Egypt’s President: Police State Has Ended

CAIRO (AP) —

Egypt’s military-backed interim president said Thursday that the country’s uprisings have put an end to the police state, even as the government came under new criticism over abuses by security forces amid a heavy-handed crackdown on Islamists and other dissenters.

Adly Mansour’s comments were part of a campaign to rehabilitate the image of the security agencies whose abuses and grip on political life were a major factor fueling the 2011 uprising that ousted autocrat Hosni Mubarak, which marks its third anniversary Saturday. Though there has been little reform of the agencies since, the police have surged back into prominence, touted by authorities as heroes, after the military’s ouster of Mubarak’s elected successor, Islamist Mohammed Morsi.

Since Morsi’s ouster on July 3, security forces have jailed thousands of members of the Muslim Brotherhood, which has also been declared a terrorist organization. Hundreds of Morsi supporters were killed in police crackdowns on their protests. Amid a wave of nationalist sentiment, the crackdown has extended to other critics: A number of journalists and many of the top secular activists who led the anti-Mubarak uprising and oppose the military’s dominance now have been detained.

The deputy Mideast-North Africa director of Amnesty International Thursday called on Egyptian authorities to “change course and take concrete steps to show they respect human rights and rule of law,” including releasing “prisoners of conscience.”

Otherwise, “Egypt is likely to find its jails packed with unlawfully detained prisoners and its morgues and hospitals with yet more victims of arbitrary and abusive force by its police,” said Hassiba Hadj Sahraoui.

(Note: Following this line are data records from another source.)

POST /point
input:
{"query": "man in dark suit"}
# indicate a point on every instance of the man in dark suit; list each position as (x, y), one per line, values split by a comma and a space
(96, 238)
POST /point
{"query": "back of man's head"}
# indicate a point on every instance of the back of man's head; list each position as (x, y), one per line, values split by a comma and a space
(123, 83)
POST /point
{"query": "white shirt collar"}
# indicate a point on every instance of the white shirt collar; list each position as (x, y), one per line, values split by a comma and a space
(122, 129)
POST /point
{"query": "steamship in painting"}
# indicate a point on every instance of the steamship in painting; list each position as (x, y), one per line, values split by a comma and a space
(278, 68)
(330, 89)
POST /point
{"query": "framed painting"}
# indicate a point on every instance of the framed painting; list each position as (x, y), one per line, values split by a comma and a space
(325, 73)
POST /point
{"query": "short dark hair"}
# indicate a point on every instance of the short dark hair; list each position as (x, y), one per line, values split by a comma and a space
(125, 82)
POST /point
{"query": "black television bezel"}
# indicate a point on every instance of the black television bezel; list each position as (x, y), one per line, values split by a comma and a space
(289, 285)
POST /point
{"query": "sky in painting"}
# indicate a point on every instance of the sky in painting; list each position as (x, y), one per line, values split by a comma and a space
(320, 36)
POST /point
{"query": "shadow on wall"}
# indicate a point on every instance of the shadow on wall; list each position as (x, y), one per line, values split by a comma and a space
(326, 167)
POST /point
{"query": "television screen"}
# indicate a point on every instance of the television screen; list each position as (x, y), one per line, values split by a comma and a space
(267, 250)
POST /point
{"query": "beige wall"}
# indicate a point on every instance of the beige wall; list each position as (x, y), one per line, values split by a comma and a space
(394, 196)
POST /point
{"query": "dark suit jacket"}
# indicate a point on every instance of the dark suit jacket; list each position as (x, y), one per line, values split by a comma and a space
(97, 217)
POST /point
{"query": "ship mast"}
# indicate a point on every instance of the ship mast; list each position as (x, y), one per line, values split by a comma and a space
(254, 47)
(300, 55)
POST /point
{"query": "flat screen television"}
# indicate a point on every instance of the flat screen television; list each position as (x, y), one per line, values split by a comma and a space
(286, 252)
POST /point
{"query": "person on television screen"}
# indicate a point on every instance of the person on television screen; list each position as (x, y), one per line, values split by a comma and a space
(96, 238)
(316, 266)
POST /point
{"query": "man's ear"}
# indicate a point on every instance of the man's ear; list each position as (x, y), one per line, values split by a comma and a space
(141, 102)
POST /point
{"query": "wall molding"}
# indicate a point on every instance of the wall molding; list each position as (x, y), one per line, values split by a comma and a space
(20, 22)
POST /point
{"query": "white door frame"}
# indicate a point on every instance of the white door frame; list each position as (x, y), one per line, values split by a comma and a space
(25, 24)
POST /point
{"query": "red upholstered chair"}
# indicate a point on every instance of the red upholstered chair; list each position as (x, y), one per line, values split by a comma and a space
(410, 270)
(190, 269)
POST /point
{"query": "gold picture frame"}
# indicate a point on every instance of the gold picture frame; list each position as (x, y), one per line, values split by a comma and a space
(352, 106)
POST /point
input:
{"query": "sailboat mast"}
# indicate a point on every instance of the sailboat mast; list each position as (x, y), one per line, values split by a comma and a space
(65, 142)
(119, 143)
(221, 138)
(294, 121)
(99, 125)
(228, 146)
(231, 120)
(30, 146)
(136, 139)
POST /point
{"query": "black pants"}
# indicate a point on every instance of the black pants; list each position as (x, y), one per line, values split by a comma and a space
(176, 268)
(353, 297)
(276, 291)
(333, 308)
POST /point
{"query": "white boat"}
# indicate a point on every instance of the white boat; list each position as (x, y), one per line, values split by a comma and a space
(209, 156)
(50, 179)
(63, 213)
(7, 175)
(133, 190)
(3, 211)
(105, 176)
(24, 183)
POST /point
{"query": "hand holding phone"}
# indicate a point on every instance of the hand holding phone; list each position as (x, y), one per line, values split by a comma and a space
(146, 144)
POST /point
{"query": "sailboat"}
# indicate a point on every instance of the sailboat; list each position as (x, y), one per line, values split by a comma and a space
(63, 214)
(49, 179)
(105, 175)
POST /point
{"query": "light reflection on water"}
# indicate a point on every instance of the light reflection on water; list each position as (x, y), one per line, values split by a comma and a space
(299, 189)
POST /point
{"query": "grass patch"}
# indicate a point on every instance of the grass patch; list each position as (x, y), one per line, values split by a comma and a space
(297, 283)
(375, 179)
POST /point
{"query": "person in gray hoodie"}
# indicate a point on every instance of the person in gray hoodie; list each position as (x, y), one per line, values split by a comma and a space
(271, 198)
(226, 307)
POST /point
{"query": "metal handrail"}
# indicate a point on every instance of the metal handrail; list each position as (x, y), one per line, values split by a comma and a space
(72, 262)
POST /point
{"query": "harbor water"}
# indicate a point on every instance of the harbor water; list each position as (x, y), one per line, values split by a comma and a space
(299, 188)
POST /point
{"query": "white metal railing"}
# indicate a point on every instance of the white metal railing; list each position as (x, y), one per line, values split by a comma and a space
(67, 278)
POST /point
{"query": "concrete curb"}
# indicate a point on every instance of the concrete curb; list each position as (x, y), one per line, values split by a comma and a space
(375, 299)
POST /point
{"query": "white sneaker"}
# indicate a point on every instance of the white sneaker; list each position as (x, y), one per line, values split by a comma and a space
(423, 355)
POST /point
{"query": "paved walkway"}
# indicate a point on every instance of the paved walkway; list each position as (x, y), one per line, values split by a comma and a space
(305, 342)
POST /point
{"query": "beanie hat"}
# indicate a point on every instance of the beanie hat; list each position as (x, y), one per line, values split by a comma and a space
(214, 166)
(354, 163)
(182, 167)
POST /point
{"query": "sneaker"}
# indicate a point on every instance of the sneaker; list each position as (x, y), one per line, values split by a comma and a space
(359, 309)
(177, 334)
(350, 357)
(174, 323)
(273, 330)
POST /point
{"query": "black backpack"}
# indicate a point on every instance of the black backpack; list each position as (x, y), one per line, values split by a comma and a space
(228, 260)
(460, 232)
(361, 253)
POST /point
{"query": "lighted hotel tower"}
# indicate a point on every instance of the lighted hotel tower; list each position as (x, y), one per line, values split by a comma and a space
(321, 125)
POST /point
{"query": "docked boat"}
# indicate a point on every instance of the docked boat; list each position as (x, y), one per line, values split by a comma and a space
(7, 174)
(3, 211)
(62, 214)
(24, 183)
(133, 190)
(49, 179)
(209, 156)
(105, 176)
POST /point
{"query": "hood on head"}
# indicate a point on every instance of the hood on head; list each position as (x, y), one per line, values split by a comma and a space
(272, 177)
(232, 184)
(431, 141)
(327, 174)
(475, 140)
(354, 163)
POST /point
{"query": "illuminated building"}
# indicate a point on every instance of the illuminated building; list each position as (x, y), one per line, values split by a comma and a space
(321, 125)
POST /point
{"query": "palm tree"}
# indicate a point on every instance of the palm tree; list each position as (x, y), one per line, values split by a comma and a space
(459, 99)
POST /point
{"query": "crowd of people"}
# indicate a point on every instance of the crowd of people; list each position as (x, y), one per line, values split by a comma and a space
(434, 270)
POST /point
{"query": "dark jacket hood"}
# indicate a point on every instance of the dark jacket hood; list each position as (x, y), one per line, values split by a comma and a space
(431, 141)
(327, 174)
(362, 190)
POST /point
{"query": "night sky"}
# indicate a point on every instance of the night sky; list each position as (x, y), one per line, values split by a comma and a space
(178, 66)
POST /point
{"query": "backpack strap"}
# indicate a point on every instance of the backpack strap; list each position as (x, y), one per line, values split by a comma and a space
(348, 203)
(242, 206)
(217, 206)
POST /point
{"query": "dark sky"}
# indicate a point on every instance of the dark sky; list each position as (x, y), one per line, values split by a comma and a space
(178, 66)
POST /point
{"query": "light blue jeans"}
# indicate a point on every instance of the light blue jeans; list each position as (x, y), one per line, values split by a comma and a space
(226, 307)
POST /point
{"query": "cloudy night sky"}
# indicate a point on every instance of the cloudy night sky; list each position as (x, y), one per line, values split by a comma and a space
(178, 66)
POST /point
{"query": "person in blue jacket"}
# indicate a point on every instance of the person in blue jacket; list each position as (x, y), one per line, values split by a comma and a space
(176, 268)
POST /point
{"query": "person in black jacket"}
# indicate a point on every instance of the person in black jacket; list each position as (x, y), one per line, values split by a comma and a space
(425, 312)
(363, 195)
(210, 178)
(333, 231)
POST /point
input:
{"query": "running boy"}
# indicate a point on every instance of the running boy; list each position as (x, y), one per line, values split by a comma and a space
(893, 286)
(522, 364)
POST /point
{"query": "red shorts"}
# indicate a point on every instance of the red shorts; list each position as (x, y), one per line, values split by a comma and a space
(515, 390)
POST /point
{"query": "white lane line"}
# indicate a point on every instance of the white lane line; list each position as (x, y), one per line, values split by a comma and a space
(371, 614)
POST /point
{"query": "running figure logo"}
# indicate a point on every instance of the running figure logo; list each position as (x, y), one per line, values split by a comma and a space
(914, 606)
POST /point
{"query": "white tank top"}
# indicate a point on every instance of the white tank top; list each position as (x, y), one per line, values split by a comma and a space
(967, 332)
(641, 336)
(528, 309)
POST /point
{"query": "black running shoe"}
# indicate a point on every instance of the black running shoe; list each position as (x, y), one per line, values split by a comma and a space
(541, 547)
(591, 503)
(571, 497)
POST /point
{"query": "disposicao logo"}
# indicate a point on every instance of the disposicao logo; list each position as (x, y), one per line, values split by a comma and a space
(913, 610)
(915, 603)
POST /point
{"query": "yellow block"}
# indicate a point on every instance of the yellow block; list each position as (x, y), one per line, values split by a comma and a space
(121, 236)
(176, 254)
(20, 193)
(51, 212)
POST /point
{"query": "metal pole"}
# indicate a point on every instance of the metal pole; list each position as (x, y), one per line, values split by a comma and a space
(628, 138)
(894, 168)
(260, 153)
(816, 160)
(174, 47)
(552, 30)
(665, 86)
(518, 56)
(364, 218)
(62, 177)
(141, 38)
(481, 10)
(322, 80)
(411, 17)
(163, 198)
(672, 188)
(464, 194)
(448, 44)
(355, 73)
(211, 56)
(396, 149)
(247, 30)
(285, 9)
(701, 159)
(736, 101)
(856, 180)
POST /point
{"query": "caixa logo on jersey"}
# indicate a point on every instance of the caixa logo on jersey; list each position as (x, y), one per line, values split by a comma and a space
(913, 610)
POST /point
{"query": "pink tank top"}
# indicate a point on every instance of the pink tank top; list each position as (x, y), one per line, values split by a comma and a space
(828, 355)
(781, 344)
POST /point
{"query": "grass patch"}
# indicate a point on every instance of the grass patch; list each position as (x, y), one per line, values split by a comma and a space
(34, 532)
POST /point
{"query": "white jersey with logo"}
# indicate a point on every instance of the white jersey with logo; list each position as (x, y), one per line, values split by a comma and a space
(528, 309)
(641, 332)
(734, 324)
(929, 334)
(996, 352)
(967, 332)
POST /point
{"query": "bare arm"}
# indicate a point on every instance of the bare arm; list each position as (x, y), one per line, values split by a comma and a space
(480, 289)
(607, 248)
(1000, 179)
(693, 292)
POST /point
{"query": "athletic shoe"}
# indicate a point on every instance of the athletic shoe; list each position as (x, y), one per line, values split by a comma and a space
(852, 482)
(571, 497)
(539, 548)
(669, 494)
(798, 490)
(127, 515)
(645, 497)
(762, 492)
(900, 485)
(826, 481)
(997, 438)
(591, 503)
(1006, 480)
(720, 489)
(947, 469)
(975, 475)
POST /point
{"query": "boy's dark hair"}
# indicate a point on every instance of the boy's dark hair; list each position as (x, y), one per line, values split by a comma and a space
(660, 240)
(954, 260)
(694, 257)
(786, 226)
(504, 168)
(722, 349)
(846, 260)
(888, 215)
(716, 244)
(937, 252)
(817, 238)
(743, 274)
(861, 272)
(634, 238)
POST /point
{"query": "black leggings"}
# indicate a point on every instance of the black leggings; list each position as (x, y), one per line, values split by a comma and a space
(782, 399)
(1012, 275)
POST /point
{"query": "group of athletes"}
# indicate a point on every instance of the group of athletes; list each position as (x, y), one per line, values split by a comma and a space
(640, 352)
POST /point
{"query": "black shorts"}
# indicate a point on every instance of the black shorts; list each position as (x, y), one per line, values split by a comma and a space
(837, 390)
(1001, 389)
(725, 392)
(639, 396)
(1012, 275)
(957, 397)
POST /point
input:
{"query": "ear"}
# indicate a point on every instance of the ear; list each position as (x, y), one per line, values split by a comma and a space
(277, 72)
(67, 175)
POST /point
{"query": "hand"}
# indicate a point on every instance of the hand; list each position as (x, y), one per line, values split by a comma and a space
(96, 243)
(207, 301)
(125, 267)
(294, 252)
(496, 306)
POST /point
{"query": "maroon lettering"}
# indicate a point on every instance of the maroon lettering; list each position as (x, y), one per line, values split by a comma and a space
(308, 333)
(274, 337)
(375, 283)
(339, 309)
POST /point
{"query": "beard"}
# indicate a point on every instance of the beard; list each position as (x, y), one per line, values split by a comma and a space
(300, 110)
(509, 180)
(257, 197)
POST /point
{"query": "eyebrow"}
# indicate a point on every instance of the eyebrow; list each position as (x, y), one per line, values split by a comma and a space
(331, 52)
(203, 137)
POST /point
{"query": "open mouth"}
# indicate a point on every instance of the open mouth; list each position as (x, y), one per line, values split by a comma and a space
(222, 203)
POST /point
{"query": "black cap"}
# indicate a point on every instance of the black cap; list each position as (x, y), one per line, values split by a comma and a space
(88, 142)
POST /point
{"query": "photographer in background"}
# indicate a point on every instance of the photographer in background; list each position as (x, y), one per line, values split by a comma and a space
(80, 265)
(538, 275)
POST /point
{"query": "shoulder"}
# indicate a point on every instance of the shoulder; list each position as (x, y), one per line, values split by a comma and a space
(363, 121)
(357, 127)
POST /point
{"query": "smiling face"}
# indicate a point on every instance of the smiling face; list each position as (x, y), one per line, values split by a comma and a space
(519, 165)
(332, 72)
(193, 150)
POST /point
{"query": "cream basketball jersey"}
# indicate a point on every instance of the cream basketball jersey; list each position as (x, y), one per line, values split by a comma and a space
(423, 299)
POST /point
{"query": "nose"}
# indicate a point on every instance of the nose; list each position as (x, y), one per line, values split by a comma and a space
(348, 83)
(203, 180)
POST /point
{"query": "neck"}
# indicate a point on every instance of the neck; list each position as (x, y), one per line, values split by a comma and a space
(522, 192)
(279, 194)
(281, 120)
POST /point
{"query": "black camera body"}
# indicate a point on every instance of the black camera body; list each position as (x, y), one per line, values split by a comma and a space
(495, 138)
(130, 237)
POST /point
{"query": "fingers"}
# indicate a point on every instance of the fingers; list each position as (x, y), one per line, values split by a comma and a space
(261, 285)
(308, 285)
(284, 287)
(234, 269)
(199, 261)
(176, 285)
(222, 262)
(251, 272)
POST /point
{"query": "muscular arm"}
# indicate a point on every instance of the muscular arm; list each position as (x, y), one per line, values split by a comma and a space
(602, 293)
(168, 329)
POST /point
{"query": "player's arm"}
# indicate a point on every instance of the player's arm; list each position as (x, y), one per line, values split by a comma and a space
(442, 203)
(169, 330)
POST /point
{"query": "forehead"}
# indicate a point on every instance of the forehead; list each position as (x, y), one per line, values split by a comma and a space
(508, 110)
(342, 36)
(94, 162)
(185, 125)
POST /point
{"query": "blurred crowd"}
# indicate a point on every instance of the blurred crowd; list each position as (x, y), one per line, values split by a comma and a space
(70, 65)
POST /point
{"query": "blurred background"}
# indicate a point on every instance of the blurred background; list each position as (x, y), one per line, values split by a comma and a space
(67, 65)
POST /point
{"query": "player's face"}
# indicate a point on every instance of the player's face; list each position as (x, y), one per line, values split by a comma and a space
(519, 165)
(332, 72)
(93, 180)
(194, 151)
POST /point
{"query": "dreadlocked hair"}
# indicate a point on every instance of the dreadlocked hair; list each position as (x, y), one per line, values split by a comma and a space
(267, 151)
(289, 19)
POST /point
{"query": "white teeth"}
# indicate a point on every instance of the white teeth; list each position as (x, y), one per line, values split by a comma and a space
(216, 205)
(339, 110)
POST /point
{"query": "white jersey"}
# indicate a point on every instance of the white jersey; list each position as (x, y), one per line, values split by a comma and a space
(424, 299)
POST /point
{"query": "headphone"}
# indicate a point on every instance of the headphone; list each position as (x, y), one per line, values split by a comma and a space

Egypt’s Foreign Ministry described the report as “tarnishing the facts” and said the government respects human rights while it is engaged in “combating terrorism.”

Authorities have justified many police actions as part of a fight against terrorism, amid a wave of Islamic terrorist attacks since Morsi’s ouster. That message has met strong sympathy among much of the public, where there is considerable support for the military and resentment of the Islamists.